3 Execution Model
The execution model of a86 programs is the same as that of x86, but this section gives a brief overview of the most important aspects.
Execution proceeds instruction by instructions. Instructions may read or modify the state of Registers, Flags, and Memory and, except for jumping instructions, execution proceeds to the next instruction in memory.
3.1 Flags
The processor makes use of flags to handle comparisons. For our purposes, there are four flags to be aware of: zero (ZF), sign (SF), carry (CF), and overflow (OF).
These flags are set by each of the arithmetic operations, which are appropriately annotated in the Instruction Set.

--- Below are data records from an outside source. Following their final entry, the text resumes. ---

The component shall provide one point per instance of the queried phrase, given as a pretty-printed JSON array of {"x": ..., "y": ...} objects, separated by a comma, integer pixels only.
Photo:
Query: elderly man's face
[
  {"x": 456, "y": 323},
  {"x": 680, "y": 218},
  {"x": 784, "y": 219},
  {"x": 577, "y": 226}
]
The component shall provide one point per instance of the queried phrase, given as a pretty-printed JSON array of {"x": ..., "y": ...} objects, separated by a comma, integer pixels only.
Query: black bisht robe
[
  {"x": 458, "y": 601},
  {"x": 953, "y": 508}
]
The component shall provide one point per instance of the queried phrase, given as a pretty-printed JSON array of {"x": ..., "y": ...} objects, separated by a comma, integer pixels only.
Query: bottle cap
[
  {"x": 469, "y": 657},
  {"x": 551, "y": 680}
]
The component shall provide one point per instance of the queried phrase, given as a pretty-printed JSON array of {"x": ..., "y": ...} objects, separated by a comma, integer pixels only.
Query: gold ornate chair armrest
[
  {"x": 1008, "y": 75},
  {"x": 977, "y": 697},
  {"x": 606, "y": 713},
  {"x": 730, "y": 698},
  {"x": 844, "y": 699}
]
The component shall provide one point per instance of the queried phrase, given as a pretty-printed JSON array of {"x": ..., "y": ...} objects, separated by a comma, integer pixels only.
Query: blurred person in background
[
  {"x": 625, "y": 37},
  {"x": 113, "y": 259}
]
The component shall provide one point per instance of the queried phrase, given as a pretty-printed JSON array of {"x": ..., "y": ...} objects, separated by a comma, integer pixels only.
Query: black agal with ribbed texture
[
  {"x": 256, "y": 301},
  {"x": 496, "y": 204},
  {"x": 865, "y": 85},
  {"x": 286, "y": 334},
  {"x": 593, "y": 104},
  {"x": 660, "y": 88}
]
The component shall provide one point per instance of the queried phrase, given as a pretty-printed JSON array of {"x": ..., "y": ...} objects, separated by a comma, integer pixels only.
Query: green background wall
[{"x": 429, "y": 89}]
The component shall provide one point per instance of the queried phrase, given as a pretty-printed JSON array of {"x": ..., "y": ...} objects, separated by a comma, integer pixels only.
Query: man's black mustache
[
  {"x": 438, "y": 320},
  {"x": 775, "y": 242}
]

Each of these operations is binary (meaning they take two arguments), and the flags are set according to properties of the result of the arithmetic operation. Many of these properties look at the most-significant bit (MSB) of the inputs and output.
ZF is set when the result is 0.
SF is set when the MSB of the result is set.
CF is set when a bit was set beyond the MSB.
OF is set when one of two conditions is met:
The MSB of each input is set and the MSB of the result is not set.
The MSB of each input is not set and the MSB of the result is set.
Note that CF is only useful for unsigned arithmetic, while OF is only useful for signed arithmetic. In opposite cases, they provide no interesting information.
These flags, along with many others, are stored in a special FLAGS register that cannot be accessed by normal means. Each flag is represented by a single bit in the register, and they all have specific bits assigned by the x86 specification. For example, CF is bit 0, ZF is bit 6, SF is bit 7, and OF is bit 11, as indexed from the least-significant bit position (but you don’t need to know these numbers).
The various conditions that can be tested for correspond to combinations of the flags. For example, the Jc instruction will jump if CF is set, otherwise execution will fall through to the next instruction. Most of the condition suffixes are straightforward to deduce from their spelling, but some are not. The suffixes (e.g., the c in Jc) and their meanings are given below. For brevity’s sake the flags’ names are abbreviated by ommitting the F suffix and prefixing them with either + or - to indicate set and unset positions, respectively, as needed. Some of the meanings require use of the bitwise operators | (OR), & (AND), ^ (XOR), and =? (equality).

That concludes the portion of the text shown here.